We finally predicted the result for matrix S within the matrix S12, which could provide the correlative probability between each gene and trait. However, we collected a only small amount of data because the gene–trait association network is still sparse. Walks with long lengths in a sparse network may be unimportant and could perturb the link prediction. Thus, we set parameter k to be 2, 3 and 4 and evaluated the parameter k’s influence on the prediction performance. We calculated the respective unknown association probability when k was set as 2, 3 and 4 by the following formula. Here, the final prediction result matrix could be represented by matrices A, KT, and KG.

$$S_{K=2}=\partial \cdot A+{\partial }^2\cdot \left(KT\cdot A+A\cdot KG\right)$$

(9)

$$S_{K=3}=S_{K=2}+{\partial }^3(A\cdot A^T\cdot A+K{M}^2\cdot A+KG\cdot A\cdot KT+A\cdot K{T}^2)$$

(10)

$$\begin{array}{l}{S}_{K=4}=S_{K=3}+{\partial }^4\cdot (K{G}^3\cdot A+A\cdot A^T\cdot KG\cdot A+\\ KG\cdot A\cdot A^T\cdot A+A\cdot KT\cdot A^T\cdot A)+{\partial }^4\cdot (A\cdot A^T\cdot A\cdot KT+\\ K{G}^2\cdot A\cdot KT+KG\cdot A\cdot K{T}^2+A\cdot K{D}^3)\end{array}$$

(11)

4. Discussion and Conclusions

Considering research about gene–trait associations of large yellow croakers was scarce, and that databases of this species were lacking, we achieved the following two tasks in this paper. First, we collected genes related to economic traits of large yellow croakers by searching various literatures and collated expressions, protein sequences, and other information associated with these genes. Second, we used a heterogeneous network to describe gene and trait similarity based on gathered known information about gene–trait associations. We further used that information to implement the KATZ-YC algorithm, improved from KATZ, in order to perform the prediction work on unknown gene–trait associations.

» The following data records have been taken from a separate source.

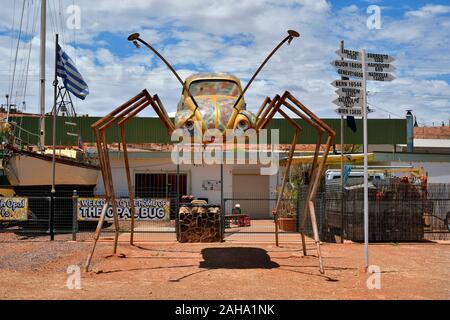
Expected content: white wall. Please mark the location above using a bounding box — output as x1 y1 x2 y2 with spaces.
95 158 277 204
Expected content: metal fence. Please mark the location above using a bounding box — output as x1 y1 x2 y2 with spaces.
0 184 450 242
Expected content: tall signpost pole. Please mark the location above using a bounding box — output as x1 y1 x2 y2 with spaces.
50 34 59 240
361 49 369 271
341 40 348 243
39 0 47 151
331 46 395 271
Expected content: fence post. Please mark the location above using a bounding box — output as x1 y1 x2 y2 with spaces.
49 192 55 241
72 190 78 241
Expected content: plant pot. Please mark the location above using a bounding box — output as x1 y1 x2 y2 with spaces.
278 217 297 232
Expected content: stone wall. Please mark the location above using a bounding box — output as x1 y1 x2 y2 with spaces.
179 205 222 242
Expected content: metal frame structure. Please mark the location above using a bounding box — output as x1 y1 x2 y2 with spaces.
85 30 336 273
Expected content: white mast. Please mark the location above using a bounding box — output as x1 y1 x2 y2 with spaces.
39 0 47 151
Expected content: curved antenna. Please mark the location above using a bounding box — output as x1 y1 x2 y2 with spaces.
233 30 300 109
128 33 198 117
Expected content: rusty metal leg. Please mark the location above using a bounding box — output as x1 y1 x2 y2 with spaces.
309 135 334 273
300 131 322 256
101 130 120 254
85 130 109 272
309 201 325 274
85 199 109 272
120 125 136 245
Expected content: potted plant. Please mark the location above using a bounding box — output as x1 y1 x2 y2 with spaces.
278 185 298 232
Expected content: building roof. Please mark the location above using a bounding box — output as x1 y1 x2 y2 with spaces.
414 138 450 149
414 126 450 139
12 115 406 146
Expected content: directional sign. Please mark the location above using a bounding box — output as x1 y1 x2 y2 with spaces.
336 49 361 61
333 97 362 107
331 80 362 89
336 88 361 98
366 52 395 63
366 62 395 72
336 49 395 63
367 72 395 81
336 69 363 78
335 108 362 117
331 60 362 71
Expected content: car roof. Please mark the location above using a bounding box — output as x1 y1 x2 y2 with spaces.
186 72 241 86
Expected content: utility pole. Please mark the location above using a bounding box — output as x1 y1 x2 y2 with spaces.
361 49 369 271
39 0 47 151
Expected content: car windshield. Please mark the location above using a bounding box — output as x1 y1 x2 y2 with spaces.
189 80 240 97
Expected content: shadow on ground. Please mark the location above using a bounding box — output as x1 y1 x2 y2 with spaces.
200 247 280 269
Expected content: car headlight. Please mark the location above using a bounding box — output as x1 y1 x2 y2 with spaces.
234 114 251 133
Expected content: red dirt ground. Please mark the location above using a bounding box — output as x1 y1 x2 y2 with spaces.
0 234 450 299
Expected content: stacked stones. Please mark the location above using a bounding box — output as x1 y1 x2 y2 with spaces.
179 205 222 242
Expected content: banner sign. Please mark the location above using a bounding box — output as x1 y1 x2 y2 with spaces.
0 197 28 221
77 198 170 221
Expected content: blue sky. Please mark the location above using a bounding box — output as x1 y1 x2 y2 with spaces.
0 0 450 125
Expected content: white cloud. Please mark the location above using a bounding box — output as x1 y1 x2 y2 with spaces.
406 4 450 18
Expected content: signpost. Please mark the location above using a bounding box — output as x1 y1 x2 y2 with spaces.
331 41 395 271
333 96 362 108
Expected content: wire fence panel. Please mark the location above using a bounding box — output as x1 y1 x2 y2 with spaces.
0 182 450 242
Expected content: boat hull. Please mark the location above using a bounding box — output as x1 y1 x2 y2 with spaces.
3 154 100 187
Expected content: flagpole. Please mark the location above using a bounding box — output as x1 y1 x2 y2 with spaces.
50 34 59 240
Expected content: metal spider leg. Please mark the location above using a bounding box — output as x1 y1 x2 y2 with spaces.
85 90 175 271
283 92 336 273
256 95 302 246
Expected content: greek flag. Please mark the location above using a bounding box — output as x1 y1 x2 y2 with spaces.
56 45 89 100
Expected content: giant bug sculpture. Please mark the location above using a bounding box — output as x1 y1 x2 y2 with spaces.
86 30 335 273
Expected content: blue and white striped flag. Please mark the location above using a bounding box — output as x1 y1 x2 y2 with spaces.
56 45 89 100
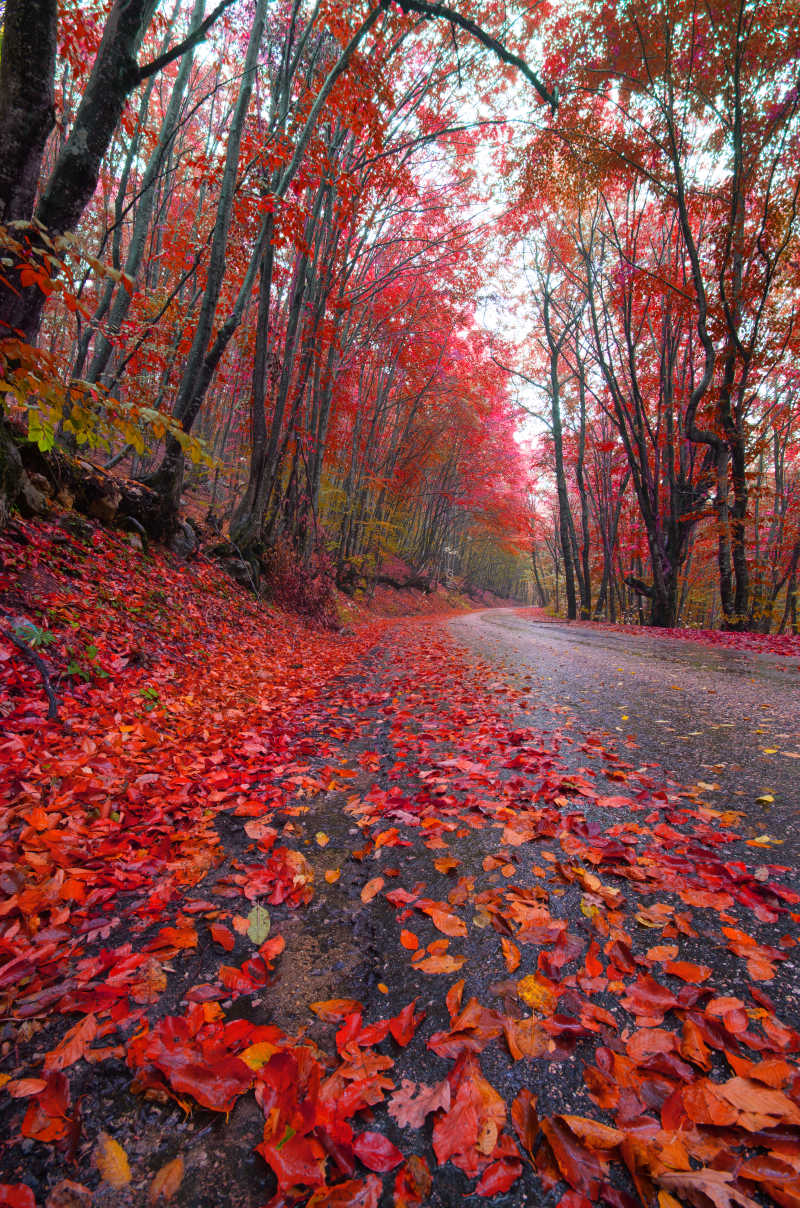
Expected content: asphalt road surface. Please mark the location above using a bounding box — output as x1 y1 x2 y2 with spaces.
450 609 800 867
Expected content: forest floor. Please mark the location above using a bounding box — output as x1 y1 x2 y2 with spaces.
0 521 800 1208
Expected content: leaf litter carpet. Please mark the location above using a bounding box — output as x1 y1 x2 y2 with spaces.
0 514 800 1208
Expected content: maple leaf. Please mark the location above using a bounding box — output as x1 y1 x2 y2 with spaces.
94 1132 131 1190
659 1168 758 1208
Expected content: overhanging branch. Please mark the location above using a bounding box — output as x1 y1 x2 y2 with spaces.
383 0 558 114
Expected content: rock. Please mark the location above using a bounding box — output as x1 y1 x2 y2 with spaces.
17 474 48 516
220 558 256 591
86 478 122 524
169 521 199 561
58 512 94 541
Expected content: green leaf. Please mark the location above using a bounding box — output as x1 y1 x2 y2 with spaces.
248 902 269 945
28 411 56 453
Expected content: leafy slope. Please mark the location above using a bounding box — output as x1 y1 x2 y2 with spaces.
0 528 800 1208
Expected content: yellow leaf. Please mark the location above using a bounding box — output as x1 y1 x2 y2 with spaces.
94 1132 131 1189
239 1040 278 1069
361 877 383 904
149 1155 184 1204
517 974 556 1014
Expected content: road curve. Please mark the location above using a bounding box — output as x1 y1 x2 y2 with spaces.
450 609 800 867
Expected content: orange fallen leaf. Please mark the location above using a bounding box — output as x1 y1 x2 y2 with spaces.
361 877 384 902
500 935 521 974
94 1132 131 1190
147 1155 184 1204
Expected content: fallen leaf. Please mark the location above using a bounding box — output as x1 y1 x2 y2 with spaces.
147 1154 184 1204
94 1132 131 1190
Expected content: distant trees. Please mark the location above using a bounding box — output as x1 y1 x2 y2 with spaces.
520 0 800 629
0 0 550 596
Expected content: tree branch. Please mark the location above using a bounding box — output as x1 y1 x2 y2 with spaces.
0 626 58 721
383 0 558 114
137 0 239 83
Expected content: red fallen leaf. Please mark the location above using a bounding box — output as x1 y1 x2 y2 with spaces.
128 1006 253 1111
659 1168 759 1208
2 1078 47 1099
541 1119 603 1202
209 923 236 952
44 1015 97 1073
555 1115 625 1149
500 935 521 974
556 1187 594 1208
21 1071 70 1142
353 1132 402 1174
389 1078 451 1128
680 1078 738 1127
255 1125 327 1188
620 974 679 1023
511 1086 540 1162
361 877 385 902
308 998 364 1023
434 855 462 872
433 1053 506 1178
0 1183 36 1208
259 935 286 964
625 1028 678 1064
394 1154 433 1208
143 919 198 957
415 952 466 974
306 1174 383 1208
680 1020 711 1069
663 960 711 986
417 901 466 936
389 998 425 1049
473 1157 522 1196
729 1051 796 1092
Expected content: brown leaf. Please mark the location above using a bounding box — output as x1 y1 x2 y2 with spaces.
94 1132 131 1190
389 1078 450 1128
659 1168 759 1208
147 1154 184 1204
45 1179 94 1208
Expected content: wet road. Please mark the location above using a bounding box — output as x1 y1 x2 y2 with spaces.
450 609 800 867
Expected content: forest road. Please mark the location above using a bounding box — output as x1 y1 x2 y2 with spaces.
450 609 800 869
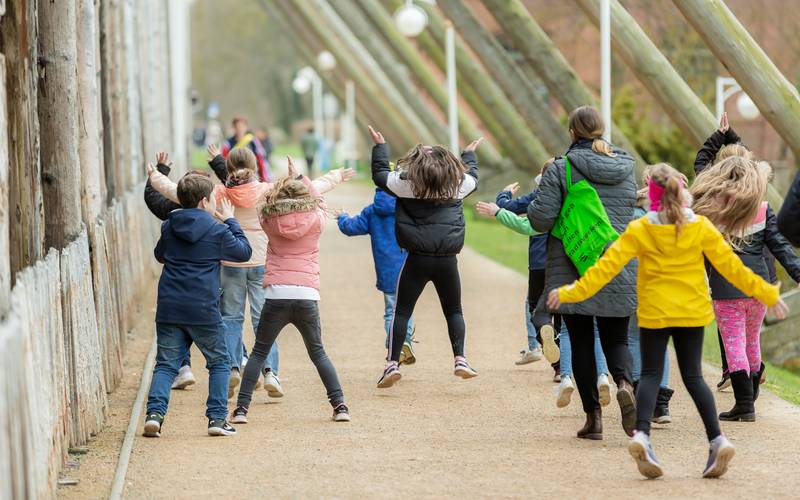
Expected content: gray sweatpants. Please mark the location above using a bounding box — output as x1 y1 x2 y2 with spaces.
237 299 344 408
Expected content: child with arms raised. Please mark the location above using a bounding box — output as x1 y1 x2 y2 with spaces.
548 164 786 478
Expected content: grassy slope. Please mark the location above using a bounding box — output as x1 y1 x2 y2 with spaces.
465 208 800 404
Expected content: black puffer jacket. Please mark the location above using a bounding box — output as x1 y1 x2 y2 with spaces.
372 144 478 256
528 140 636 317
708 202 800 300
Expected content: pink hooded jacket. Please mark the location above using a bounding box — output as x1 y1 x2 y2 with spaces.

With the development of molecular technology, more correlation between genes and traits will be found. We can build a database by collecting more data based on the abovementioned ones, and we can execute predictive models. Through the association between genes and traits, we have obtained a possible existing link between some economic traits. This work contributes to filling the void in associations between genes and economic traits of large yellow croakers. In the aquaculture of the large yellow croaker, the probability of occurrence of other traits can be predicted according to the appearance of some traits. These traits could effectively promote growth and reproduction or the prevention of possible illnesses. This understanding can further accelerate the development of the large yellow croaker breeding industry.